11.3 – ASCENSÃO AO CONCRETO: UMA PERSPECTIVA SUBSTANCIAL INFINITA


11.3 – ASCENSÃO AO CONCRETO: UMA PERSPECTIVA SUBSTANCIAL INFINITA

NEUZA MACHADO


Enquanto esteve empoleirado na palmeira, o sujeito "insensato", acima da "sensatez" do povo (enquanto "o mundo inferior estalava” - “Darandina, Primeiras Estórias), esteve "em equilíbrio de razão: isto é, lúcido, nu, pendurado. Pior que lúcido, relucidado, com a cabeça comportada” (Guimarães Rosa, op. cit.). O homem da palmeira se manteve lúcido graças a seu demiurgo ficcional, já prestes a acordar, liberto das experiências comunitárias da existência histórica, agora com os olhos relaxados e as mãos ativadas, envolvido pelos sonhos ilimitados dos devaneios do ar. Assim, numa rápida duração, num rápido momento suspenso entre o antes e o depois, o sujeito se mescla à árvore do crescimento individual, também “florescendo e frutificando”, “irrealmente na ponta da situação”, dependendo única e exclusivamente dele, sujeito/indivíduo.

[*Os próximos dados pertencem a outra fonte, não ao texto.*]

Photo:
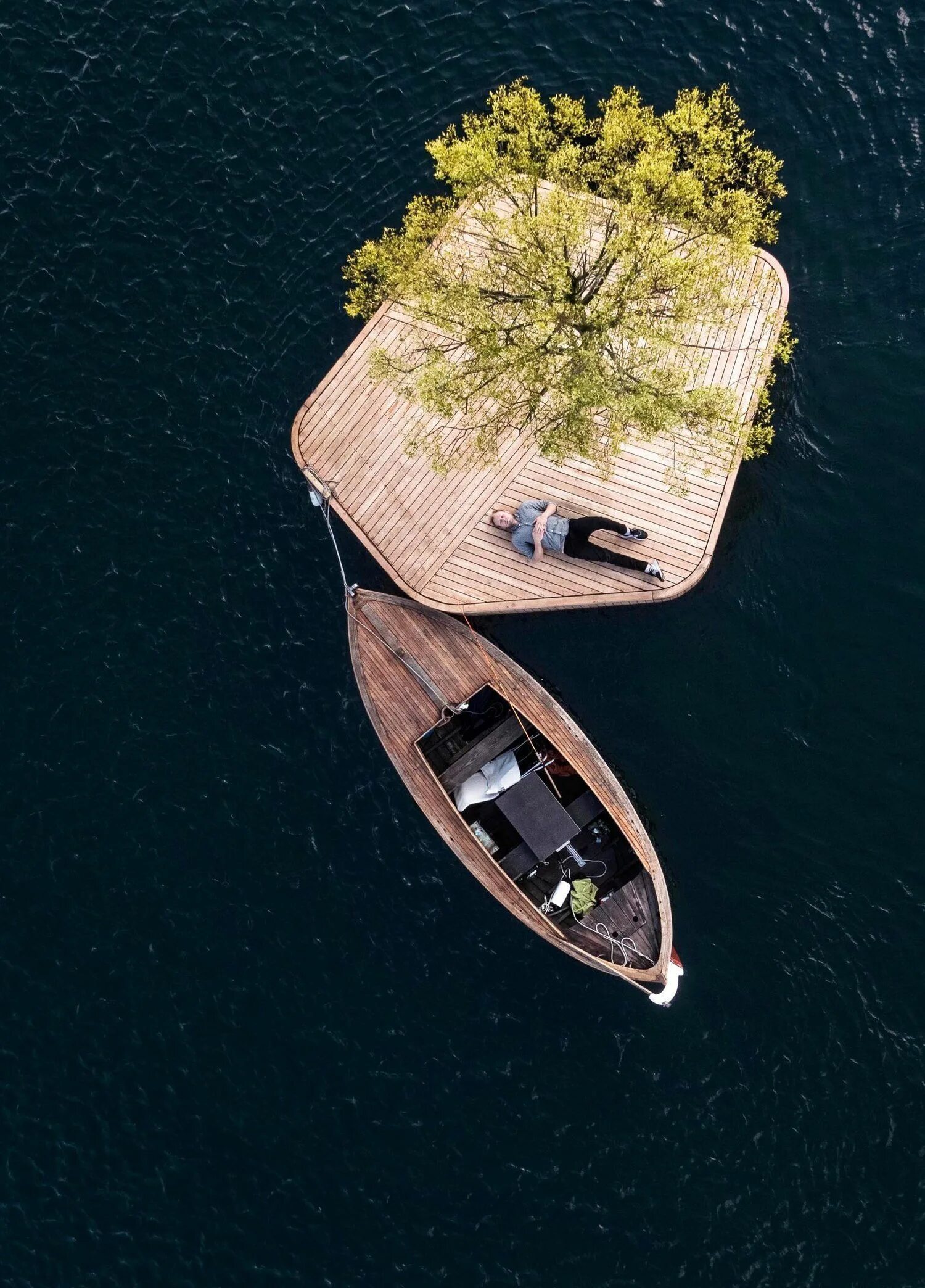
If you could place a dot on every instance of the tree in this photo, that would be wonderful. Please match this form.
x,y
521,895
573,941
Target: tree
x,y
561,286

“Era meio-dia em mármore. Em que curiosamente não se tinha fome nem sede, de demais coisas qual que me lembrava. Súbita voz: "— Vi a Quimera!" — bradou o homem, importuno, impolido; irara-se. E quem e que era? Por ora, agora, ninguém, nulo, joão, nada, sacripante qüidam. Desconsiderando a moral elementar, como a conceito relativo: o que provou, por sinais muito claros. Desadorava. Todavia, ao jeito jocoso, fazia-se de castelo-no-ar. Ou era pelo épico epidérmico? Mostrou — o que havia entre a pele e a camisa” (“Darandina”, Primeiras Estórias).

O personagem (ou o Artista?), do alto da palmeira (ou do cogito(3)?), vê a Quimera. Por ora, agora, (um) ninguém, (um) nulo, (um) joão atreve-se a proclamar que viu a Quimera. “E quem e que era”, para afirmar tal coisa? No entanto, o sujeito (às normas de bem narrar) se encontra no início de um processo de libertação, com probabilidades ficcionais de ter visto a Quimera (um produto da imaginação).

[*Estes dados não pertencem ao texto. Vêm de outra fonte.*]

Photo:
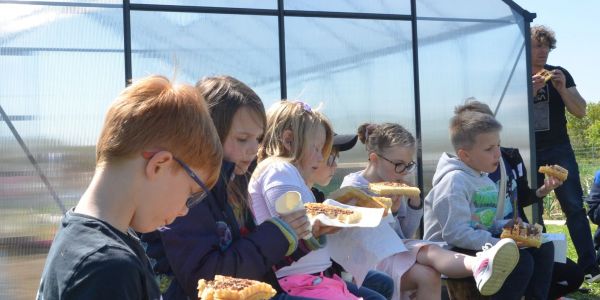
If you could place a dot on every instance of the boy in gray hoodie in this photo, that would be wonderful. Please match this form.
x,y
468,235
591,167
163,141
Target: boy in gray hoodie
x,y
461,207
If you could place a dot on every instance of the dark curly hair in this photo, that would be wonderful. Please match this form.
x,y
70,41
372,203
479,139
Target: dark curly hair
x,y
543,35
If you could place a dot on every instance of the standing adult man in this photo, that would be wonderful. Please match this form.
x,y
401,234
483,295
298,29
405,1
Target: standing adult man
x,y
553,146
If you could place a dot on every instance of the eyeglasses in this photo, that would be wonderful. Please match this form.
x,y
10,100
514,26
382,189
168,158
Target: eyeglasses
x,y
332,158
197,197
401,167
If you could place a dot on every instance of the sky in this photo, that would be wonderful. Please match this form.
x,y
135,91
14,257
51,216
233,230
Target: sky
x,y
578,39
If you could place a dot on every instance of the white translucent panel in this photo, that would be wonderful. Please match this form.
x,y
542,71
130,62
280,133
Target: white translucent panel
x,y
475,9
481,60
62,67
358,70
353,6
272,4
192,46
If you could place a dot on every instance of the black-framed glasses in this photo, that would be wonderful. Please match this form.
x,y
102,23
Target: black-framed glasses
x,y
401,167
333,157
197,197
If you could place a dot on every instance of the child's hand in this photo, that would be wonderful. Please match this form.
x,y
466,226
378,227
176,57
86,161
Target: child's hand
x,y
298,221
319,229
414,201
396,202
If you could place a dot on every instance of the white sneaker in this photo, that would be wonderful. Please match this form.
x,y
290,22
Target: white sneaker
x,y
494,264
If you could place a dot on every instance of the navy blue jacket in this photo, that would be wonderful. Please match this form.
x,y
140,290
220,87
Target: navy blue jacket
x,y
207,241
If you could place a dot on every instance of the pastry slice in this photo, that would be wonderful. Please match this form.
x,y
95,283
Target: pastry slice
x,y
547,75
355,196
343,215
229,288
523,234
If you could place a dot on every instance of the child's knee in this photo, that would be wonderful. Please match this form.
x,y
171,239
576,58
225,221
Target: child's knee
x,y
425,274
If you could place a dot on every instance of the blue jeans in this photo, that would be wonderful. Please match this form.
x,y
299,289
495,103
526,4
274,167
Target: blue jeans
x,y
570,197
532,276
517,282
376,286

O narrador/Criador se descobriu um ser insignificante diante da Quimera. A partir de suas experimentações literárias, o que ele alcançou não se sustentava diante de uma realidade maior: ou ele se diluía totalmente na Quimera ou retornava à realidade da qual havia se afastado. Por isto, seu personagem irou-se, ou seja, o Artista Literário irou-se, imprensado entre dois mundos, pois a sua busca de transcendência narrativa não poderia afetar a sua própria necessidade de viver.

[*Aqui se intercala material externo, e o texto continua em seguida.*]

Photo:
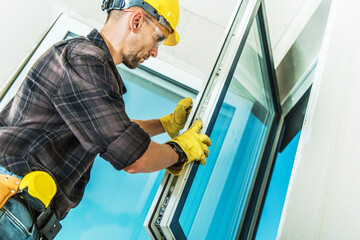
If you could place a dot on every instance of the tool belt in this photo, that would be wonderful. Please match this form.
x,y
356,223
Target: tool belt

Nesse instante de inegável criação ficcional, a narrativa e o personagem fogem ao seu controle e ascendem a sua consciência particular. Por uma via diferenciada, questiona o que possuía até então como pessoa. Diante desse momento catártico, fica pressionado a escolher entre seguir (diluição total) ou retornar e recomeçar.

O Artista (humano) alcançou o plano da Quimera (seu personagem vê a Quimera) e seu lado de criador literário questiona a validade do que foi alcançado, assim como questiona a sua própria intuição demiúrgica. Quem é ele, um Artista do Sertão, para atingir o plano da Quimera? Quem é ele, um Artista sertanejo, para intuir o Vazio Criador, vislumbrado no momento em que seu personagem mostrou o que havia entre a pele e a camisa? Quem é ele, Artista do Mundo Ficcional, para negar a verdadeira dimensão de sua criação?

No entanto, nesta arena de emoções exaltadas, ao mesmo tempo engrandecendo-se e diminuindo-se, o escritor de origem sertaneja (aqui ─ só para lembrar-me de Roland Barthes ─, não existe a intenção de confundir o escritor com o narrador), humildemente obriga-se a reconhecer a sua elevada ascensão aos cogitos superiores da criação. Apenas na composição da narrativa, e dentro do contexto histórico-literário em que se acha inserido, é forçado a escolher entre diluir o personagem “provisiriamente impoluto”, ou seja, jogá-lo no Vazio da pura Criação Ficcional; ou retomar/retornar renovado ao convívio do mundo inferior, submetido ao plano da pouco valorizada linearidade.

O ato do personagem subindo a palmeira insólita permite esses questionamentos e promove esse novo olhar criativo. Liberto dos grilhões ideológicos, “desconsiderando a moral elementar, como a conceito relativo” (op. cit.), ele vê a Quimera no plano do infinitamente provável da imaginação singular. O agora Indivíduo renasce (não é mais Sujeito), servindo-se de seu personagem; agora, tudo se dilata, expondo à vista o Infinito, graças à insolidez da nova matéria que o impulsiona. O Indivíduo renasce, utilizando-se da momentânea loucura de seu personagem, pois este o faz despir-se também dos conceitos relativos. E eis aqui o Artista de matéria ficcional sertaneja quase desperto em seu sono de amanhecer, e eis o narrador, alter ego do Artista, submetido ao sonho que antecede ao despertar.

Enquanto o personagem se despe, liberta-se das "experiências telescópicas” da realidade ordinária. O narrador (observador atento) testemunha este entrechoque de realidades. A cena do desnudamento irrompe-se, saída de uma dimensão particular, saída do "olhar que ama a linha reta e de uma mão que fortifica tudo o que é reto” (Bachelard).

MACHADO, Neuza. Do Pensamento Contínuo à Transcendência Formal. Rio de Janeiro: NMachado / ISBN: 85-904306-1-8.